Kurdun adı; "Hukuk Devleti"
Nihayet iddianame yayınlandı; açık söyleyim, ben henüz okumadım; o yüzden, "bakınız filan sayfada feşmekân, fülenkas'e demiş ki" diye başlayan ayrıntılı cümleler kurmama imkân yok.
Eksik olmasınlar, gazetelerimiz zaten meselenin en dikkate değer taraflarını haberleştirmişler; oradan görebildiğim kadarıyla kanaatim şudur: Yıllardan beri açık istihbarat kaynaklarını, yani gazete, dergi, televizyon, kitap gibi herkesin erişebildiği yayın organlarını takib eden dikkatli okuyucuların zihinlerinde tamamlamaya çalıştıkları yapbozun eksik kısmı üç-aşağı beş yukarı belirlenmiştir. Hani, "olsa olsa böyle bir şeydir" diye tahmin edersiniz de delillendirmeye gücünüz yetmez ya öyle bir şey...
Mahkemeyi ikna için savcıların dosyaya koydukları deliller arasında, "yok canım, böyle şeyler Türkiye'de asla olmaz, olabilemez" diyebileceğimiz bir şey var mı? Yok! Mahkeme bu delilleri ciddi bulur veya bulmaz, o ayrı fakat, "hayır, bu kadarı da fazla" dedirtecek yeni bir olgu türüyle karşı karşıya değiliz. Maalesef iddianamedeki isnatlar mümkündür, imkân dahilindedir, benzerlerini duyduk, okuduk, yaşadık ve yaşıyoruz.

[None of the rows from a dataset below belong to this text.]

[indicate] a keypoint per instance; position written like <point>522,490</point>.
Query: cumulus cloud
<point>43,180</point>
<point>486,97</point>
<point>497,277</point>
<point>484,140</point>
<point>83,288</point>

Bu meseleyi, "Av tüfeği ile darbe yapacaklarmış!" diye fasafisolaştırmaya kalkışanlarla, "devlet barsaklarını temizliyor" yorumuyla lüzumundan fazla abartanların üzerinde birleşmeleri ve kara kara düşünmeleri gereken nokta da budur: Böyle şeyler ne yazık ki ülkemizde mümkünât dairesindedir, imkân dahilindedir. Bizi sûretâ ayrıştıran şey Ergenekoncu zevâtın muvaffak olması durumunda sonucundan ne kadar istifadeye veya zarara uğrayacağımıza dair bir küçük hesap olmamalıdır; çünkü hukuk devleti denilen kavrama duymamız gereken samimi inanç ve bağlılık bunu gerektirir.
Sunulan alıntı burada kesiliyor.